The capital’s Berlin Brandenburg Willy Brandt Airport has become the laughing stock of the nation. A year ago, its widely advertised opening had to be cancelled at the last minute because the fire-prevention system was deemed totally inadequate. The airport was initially scheduled to open in 2010.
A year on and with the project’s board of governors apparently too anxious about delays to name a new opening date, the ghost airport has assumed the role of a seemingly never-ending, yet highly expensive, farce. “It has become the most costly, non-operational construction site in the country,” as Der Spiegel magazine has described the airport.
Energy misuse has been singled out as the main expense. The empty main terminal building and the airport runways are illuminated round the clock by scores of powerful arc lights, although there are no aircraft and no passengers.
Last month Horst Amann, the airport’s technical director, said it had proved impossible to turn the lights off: “It has to do with the fact that we haven’t progressed far enough with our lighting system to be in a position to control it.”

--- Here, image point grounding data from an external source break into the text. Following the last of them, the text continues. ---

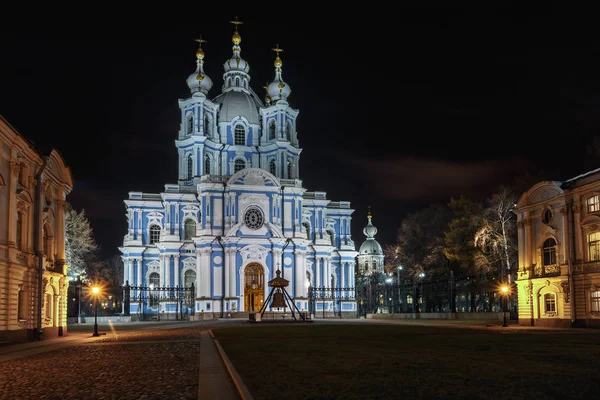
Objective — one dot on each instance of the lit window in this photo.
(593, 204)
(550, 252)
(239, 165)
(594, 246)
(595, 300)
(189, 278)
(189, 230)
(190, 125)
(240, 135)
(19, 237)
(206, 165)
(272, 130)
(550, 302)
(190, 166)
(154, 234)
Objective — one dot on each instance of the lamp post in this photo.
(505, 298)
(95, 291)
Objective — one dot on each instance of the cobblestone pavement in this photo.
(161, 363)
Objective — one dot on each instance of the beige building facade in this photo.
(559, 253)
(33, 280)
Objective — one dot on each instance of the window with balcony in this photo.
(593, 204)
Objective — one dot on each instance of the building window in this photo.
(239, 165)
(190, 124)
(154, 284)
(45, 240)
(550, 252)
(306, 226)
(547, 216)
(189, 229)
(22, 304)
(190, 166)
(240, 135)
(206, 165)
(19, 237)
(272, 130)
(550, 303)
(593, 204)
(594, 246)
(189, 278)
(154, 234)
(595, 301)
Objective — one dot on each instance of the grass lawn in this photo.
(370, 361)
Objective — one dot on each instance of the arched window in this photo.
(154, 284)
(550, 252)
(189, 278)
(206, 126)
(550, 303)
(331, 236)
(240, 135)
(190, 166)
(206, 164)
(239, 165)
(19, 238)
(154, 234)
(190, 124)
(272, 130)
(594, 246)
(189, 229)
(45, 240)
(306, 226)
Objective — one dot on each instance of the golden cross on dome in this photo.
(236, 22)
(277, 49)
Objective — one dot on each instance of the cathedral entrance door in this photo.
(254, 287)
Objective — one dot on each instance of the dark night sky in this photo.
(394, 113)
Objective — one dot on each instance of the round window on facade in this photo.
(254, 218)
(547, 216)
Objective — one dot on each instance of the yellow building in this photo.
(559, 253)
(33, 280)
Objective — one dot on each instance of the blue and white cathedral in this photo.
(238, 212)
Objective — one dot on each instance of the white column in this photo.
(232, 271)
(176, 262)
(299, 278)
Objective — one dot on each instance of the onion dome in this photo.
(199, 82)
(370, 246)
(278, 89)
(236, 68)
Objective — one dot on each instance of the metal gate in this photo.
(159, 303)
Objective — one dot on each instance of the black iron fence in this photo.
(159, 302)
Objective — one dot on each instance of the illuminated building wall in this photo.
(20, 226)
(559, 252)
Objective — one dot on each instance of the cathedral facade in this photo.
(239, 212)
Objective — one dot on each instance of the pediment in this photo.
(253, 177)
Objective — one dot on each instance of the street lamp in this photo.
(505, 296)
(95, 291)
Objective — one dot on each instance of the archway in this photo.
(254, 287)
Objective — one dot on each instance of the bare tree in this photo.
(497, 235)
(79, 242)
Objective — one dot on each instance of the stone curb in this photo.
(235, 376)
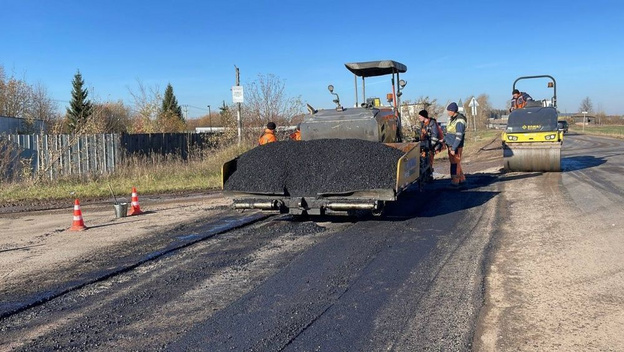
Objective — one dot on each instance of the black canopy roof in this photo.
(376, 68)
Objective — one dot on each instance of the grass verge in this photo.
(156, 176)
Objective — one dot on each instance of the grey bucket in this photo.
(121, 210)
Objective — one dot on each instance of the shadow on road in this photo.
(581, 162)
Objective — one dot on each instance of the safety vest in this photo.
(267, 137)
(451, 128)
(296, 136)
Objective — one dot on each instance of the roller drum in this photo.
(532, 157)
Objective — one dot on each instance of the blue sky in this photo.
(453, 49)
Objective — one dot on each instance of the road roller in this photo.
(532, 141)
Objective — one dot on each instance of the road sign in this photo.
(237, 94)
(473, 104)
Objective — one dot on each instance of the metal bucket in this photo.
(121, 210)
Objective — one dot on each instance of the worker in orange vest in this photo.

Work on completing the main terminal building came to a standstill last year. Since then, inspectors have been struggling to identify a string of construction defects and design errors, including faults in its fire prevention, baggage handling, runway lighting and check-in systems, and simple cracks in floor tiling.
Details of a financial inquiry commissioned by the airport’s new director, Hartmut Mehdorn, a former Deutsche Bahn boss, revealed that the non-functioning airport’s energy costs were higher than that of Berlin’s existing 65-year-old Tegel airport, where over 400 planes take off and land each day.
The inquiry showed that the spiralling costs were incurred by lighting runways and roads and keeping the new airport’s air-conditioning system running flat out in the main terminal and other adjacent structures.
No one from the airport was prepared to comment on the findings of the financial inquiry. Klaus Wowereit, Berlin’s Social Democrat Mayor, an airport board member and one of the project’s most ardent backers, said last week he had “no idea” that the airport would not open on time.
Berlin-Brandenburg International was meant to become the German capital’s air hub replacing Tegel and Berlin Schönefeld airports and the now-closed Tempelhof airport.